In entering the negotiations all those years ago, the three groups were opening themselves to compromise while investing trust in the process and in the goodwill of opposing negotiators. This is as it must be. It’s what negotiated outcomes require, every time, without exception.
I know three of the four main environmentalist signatories, Bayley, Pullinger and Don Henry of the Australian Conservation Foundation. (The other was Lyndon Schneiders, national director of the Wilderness Society.) I believe they are astute and exacting negotiators whose credentials and commitment are incontestable, and that the invective heaped on them is unfair and unfounded.
Deliberately or not, conservationist opponents of the deal have ignored what Bayley, Pullinger and Henry knew all too well, that negotiation involves venturing out of the trenches into no man’s land.
This is a tough lesson for anyone who has grown close to an issue and feels threatened by perceived opposition or indifference in the wider world. That includes me. I’ve done my share of ranting about our collective failure to wake up to what’s happening to the climate.

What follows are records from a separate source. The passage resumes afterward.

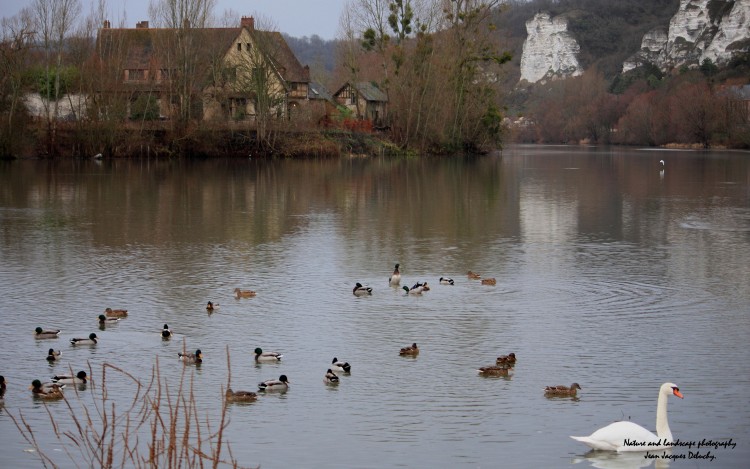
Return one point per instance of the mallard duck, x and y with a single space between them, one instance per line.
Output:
395 278
509 359
240 396
415 290
116 313
494 370
105 320
410 350
330 377
261 356
191 358
281 384
46 390
79 378
53 355
42 334
238 293
562 390
360 290
343 367
91 340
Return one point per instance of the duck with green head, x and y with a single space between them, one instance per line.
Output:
78 378
267 357
53 355
281 384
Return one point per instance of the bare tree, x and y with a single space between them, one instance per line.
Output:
53 21
182 52
15 45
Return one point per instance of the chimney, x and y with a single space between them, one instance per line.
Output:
247 22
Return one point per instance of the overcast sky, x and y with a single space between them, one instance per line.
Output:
295 17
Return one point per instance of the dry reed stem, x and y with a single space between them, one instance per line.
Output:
176 434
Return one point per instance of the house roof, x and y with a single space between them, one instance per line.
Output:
143 48
317 91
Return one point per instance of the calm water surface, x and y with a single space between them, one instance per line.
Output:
610 273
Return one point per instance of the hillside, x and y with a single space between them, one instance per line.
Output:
608 31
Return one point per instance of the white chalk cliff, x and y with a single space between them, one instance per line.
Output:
701 29
549 51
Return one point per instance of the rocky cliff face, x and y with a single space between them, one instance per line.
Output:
549 51
701 29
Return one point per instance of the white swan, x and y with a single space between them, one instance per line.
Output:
628 436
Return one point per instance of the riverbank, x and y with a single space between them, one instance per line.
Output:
73 142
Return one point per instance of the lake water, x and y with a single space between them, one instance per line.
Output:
611 273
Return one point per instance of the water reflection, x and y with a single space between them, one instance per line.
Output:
607 272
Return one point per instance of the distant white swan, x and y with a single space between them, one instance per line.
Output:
628 436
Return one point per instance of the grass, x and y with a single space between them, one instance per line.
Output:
157 428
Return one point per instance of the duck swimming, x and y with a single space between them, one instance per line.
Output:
272 357
344 367
53 355
415 290
191 358
281 384
360 290
560 390
79 378
46 390
116 313
330 377
240 396
410 350
494 370
509 359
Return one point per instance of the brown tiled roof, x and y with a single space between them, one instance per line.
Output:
145 48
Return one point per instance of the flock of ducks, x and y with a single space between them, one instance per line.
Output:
503 364
53 389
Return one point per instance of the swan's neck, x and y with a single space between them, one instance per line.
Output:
662 425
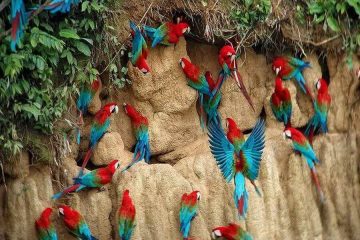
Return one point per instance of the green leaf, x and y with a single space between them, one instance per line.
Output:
69 33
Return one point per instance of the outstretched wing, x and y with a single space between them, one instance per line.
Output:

Seeing Bill McKibben’s new movie, Do the Math, has done little to calm the nerves. Having committed to contain global warming to 2C, says McKibben, the world’s governments collude with rogue fossil-fuel interests committed to burning enough coal and oil to heat the world to above 5C.
This is bad enough, but as McKibben points out we’re now locking ourselves into acquiring fuels from non-conventional sources, such as oil from tar sands and gas from coal seams, that extend the problem out into uncharted territory.
McKibben has made the not-so-funny suggestion that perhaps, instead of naming cyclones after innocent people like Sandy, Katrina and Larry, we name them after fossil fuel companies. Hurricane Exxon or Cyclone Peabody have a certain ring to them, don’t you think?
But governments aren’t going to treat fossil fuel companies as rogue industries or invoke corporate wrath by allowing storms to be named after them. They just don’t do those things and it’s disingenuous to pretend otherwise. I wish they would, which is why, like Flanagan, I’m often irritated by politics.
There’s plenty of reason to rage about the failure of this or that government or minister to “get it”. In the sorry saga of humanity’s response to global warming, governments’ missteps, missed opportunities and mistakes are legion.
But in the end we have to stop raging and start doing. That must include publicly demonstrating our dissatisfaction with authority, but it must also include contact with that authority and acknowledgment that a small step forward is better than none at all.
We’re all in this together. Self-righteous sermons can be a buzz, but real advances will only be won through engagement.